Diffusion-based models have shown the merits of generating high-quality visual data while preserving better diversity in recent studies. However, such observation is only justified with curated data distribution, where the data samples are nicely pre-processed to be uniformly distributed in terms of their labels. In practice, a long-tailed data distribution appears more common and how diffusion models perform on such class-imbalanced data remains unknown. In this work, we first investigate this problem and observe significant degradation in both diversity and fidelity when the diffusion model is trained on datasets with class-imbalanced distributions. Especially in tail classes, the generations largely lose diversity and we observe severe mode-collapse issues. To tackle this problem, we set from the hypothesis that the data distribution is not class-balanced, and propose Class-Balancing Diffusion Models (CBDM) that are trained with a distribution adjustment regularizer as a solution. Experiments show that images generated by CBDM exhibit higher diversity and quality in both quantitative and qualitative ways. Our method benchmarked the generation results on CIFAR100/CIFAR100LT dataset and shows outstanding performance on the downstream recognition task.
翻译:类平衡扩散模型
摘要:最近的研究表明,基于扩散的模型在生成高质量的视觉数据的同时,更好地保留了数据的多样性。

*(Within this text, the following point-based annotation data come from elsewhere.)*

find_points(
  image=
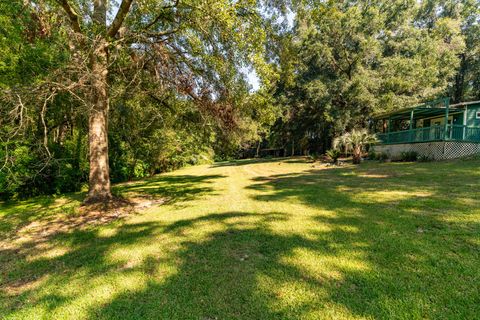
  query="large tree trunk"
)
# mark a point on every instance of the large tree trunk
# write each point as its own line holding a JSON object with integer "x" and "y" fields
{"x": 357, "y": 155}
{"x": 99, "y": 177}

然而,这种观察结果仅在数据分布经过精心预处理并在标签上均匀分布的情况下成立。实际上,长尾数据分布更为常见,扩散模型在这种类不平衡的数据上的性能仍然未知。在这项工作中,我们首先研究了这个问题,并观察到当扩散模型在具有类不平衡分布的数据集上训练时会出现明显的多样性和保真度下降。特别是在尾部类别中,产生的图像大幅度丧失了多样性,我们观察到了严重的模式崩溃问题。为了解决这个问题,我们从数据分布不平衡的假设出发,提出了带有分布调整正则化器的类平衡扩散模型(CBDM)作为解决方案。实验表明,CBDM 生成的图像在定量和定性方面都具有更高的多样性和质量。我们的方法在 CIFAR100/CIFAR100LT 数据集上进行了生成结果的基准测试,并在下游识别任务上展现出了卓越的性能。